“It’s not permitted, but it’s to code.”
RRRRIGHT. Sure it is.
There is a small problem. One of the first things written in the building codes is “. . . shall first make application to the building official and obtain the required PERMIT [emphasis added].” There are very few exceptions.
So, obviously it’s not “to code.” But, let’s extrapolate this idea a little further. If they didn’t know that a permit was required to be “to code,” then what else do they not know is required to be “to code?”
Answer: They have no idea if it’s to code.
“It’s to code” is a phrase that should never ever be uttered by anybody during any real estate transaction.

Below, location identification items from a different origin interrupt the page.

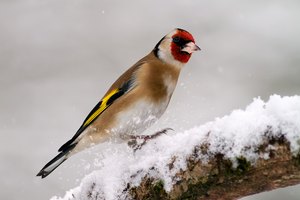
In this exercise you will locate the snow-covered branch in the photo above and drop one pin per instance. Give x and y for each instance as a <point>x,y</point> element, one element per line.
<point>246,152</point>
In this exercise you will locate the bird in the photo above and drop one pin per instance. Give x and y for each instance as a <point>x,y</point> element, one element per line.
<point>136,100</point>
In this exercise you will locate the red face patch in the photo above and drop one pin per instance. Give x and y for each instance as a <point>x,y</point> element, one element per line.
<point>181,38</point>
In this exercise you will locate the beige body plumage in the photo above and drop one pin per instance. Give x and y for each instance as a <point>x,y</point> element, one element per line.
<point>135,100</point>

Similar logic can be applied to the statement, “We didn’t hire a contractor; we did it ourselves, so we know it’s done right.”

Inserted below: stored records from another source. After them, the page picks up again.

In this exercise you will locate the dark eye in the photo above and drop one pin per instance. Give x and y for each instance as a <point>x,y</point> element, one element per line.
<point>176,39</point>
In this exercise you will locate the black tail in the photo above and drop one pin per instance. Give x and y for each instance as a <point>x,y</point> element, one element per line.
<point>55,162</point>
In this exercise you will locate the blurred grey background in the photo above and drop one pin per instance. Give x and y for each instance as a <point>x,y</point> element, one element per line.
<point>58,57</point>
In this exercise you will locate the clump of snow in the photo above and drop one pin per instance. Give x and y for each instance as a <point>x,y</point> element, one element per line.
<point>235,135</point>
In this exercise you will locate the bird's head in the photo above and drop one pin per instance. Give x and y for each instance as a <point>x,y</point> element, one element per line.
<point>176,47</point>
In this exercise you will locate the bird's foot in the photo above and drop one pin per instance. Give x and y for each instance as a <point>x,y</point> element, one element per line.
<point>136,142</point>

So, what about the Home Inspector? Does he know if “it’s to code?” No, he doesn’t. The reason permits are required before the fact is so that the building official can inspect the new construction, remodel, or renovation in process, and see things before they are covered up by wallboard, concrete, roofing, etc. To determine if an existing building is “to code” would require tearing the building down, all the way to the foundation trenches.
So, please, and this is especially for you home sellers and real estate agents, when the inspector asks if the room addition, garage conversion, enclosed patio, e.g., is permitted, and he should ask, keep it simple. Skip the seemingly obligatory “it’s to code.” There are only three possible right answers: Yes, no, or I don’t know.